Administrative subdivision of Ethiopia

Guradamole is one of the woredas in the Somali Region of Ethiopia. Part of Guradamole is bounded on the south by the Ganale Dorya River which separates it from the Liben Zone, on the west by Kersa Dula, on the north by the Oromia Region, and on the east by Goro Bekeksa. Towns in this woreda include Haro Dibe and Qundi.

== Overview ==
The altitude of this woreda ranges from 200 to 1500 meters above sea level. The other perennial river in Gurradamole is Ganale or Ganaane Dorya, Mena River, Dumal and webi'elan. Gurradamole has very green highlands. As of 2008, this woreda has no all-weather gravel road or any community roads; about 12.3% of the total population has access to drinking water.

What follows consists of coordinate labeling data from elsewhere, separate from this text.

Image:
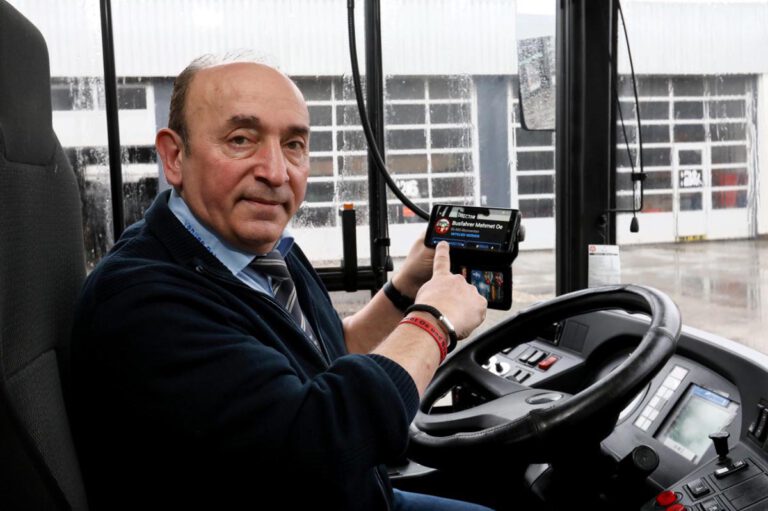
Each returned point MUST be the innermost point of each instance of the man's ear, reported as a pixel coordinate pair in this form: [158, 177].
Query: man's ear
[170, 148]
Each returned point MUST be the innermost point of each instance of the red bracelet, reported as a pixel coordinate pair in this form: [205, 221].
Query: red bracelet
[432, 330]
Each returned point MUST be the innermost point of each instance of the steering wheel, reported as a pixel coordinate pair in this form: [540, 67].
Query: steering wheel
[540, 424]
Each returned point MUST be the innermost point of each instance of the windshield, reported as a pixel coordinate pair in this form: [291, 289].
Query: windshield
[454, 130]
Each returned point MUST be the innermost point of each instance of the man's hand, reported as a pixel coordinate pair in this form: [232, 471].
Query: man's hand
[452, 295]
[416, 270]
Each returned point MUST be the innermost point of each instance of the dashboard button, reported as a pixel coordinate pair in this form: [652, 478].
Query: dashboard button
[522, 376]
[536, 358]
[698, 488]
[527, 354]
[548, 362]
[712, 505]
[666, 498]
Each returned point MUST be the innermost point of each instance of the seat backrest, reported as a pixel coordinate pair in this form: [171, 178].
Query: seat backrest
[42, 267]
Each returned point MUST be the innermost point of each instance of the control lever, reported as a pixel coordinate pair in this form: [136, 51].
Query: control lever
[631, 472]
[720, 439]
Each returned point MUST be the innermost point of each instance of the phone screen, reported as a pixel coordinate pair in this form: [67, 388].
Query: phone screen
[495, 285]
[472, 227]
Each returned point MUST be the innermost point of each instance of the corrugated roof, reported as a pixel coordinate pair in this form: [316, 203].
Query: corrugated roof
[309, 37]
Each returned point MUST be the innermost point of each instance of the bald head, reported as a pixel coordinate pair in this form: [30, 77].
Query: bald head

In October 2004, a referendum was held in about 420 kebeles in 12 woredas across five zones of the Somali Region to settle the boundary between the Oromo Region and the adjacent Somali Region. According to the official results of the referendum, about 80% of the disputed areas fell under Oromo administration, though there were numerous allegations of voting irregularities in many of them. The results led over the following weeks to minorities settled in these kebeles being pressured to leave. There were reports in February 2005 that an estimated 5,450 people expelled from Bale Zone in the Oromia Region as a result of the referendum had newly relocated to Harardubo. By April the number of refugees had swollen to 10,000–15,000 living in four camps.

== Demographics ==
Based on the 2007 Census conducted by the Central Statistical Agency of Ethiopia (CSA), this woreda has a total population of 79,841, of whom 41,255 are men and 28,586 women. While 967 or 4.87% are urban inhabitants, a further 14,074 or 70.93% are pastoralists. 99.5% of the population are Muslim.
This woreda is primarily inhabited by the Dir clan Gurra of the Somali people.

The 1997 national census reported a total population for this woreda of 3,090, of whom 1,375 were men and 1,715 were women; the census identified no urban inhabitants. (This total consists of an estimate for the inhabitants of all three rural kebeles in this woreda, which were not counted.)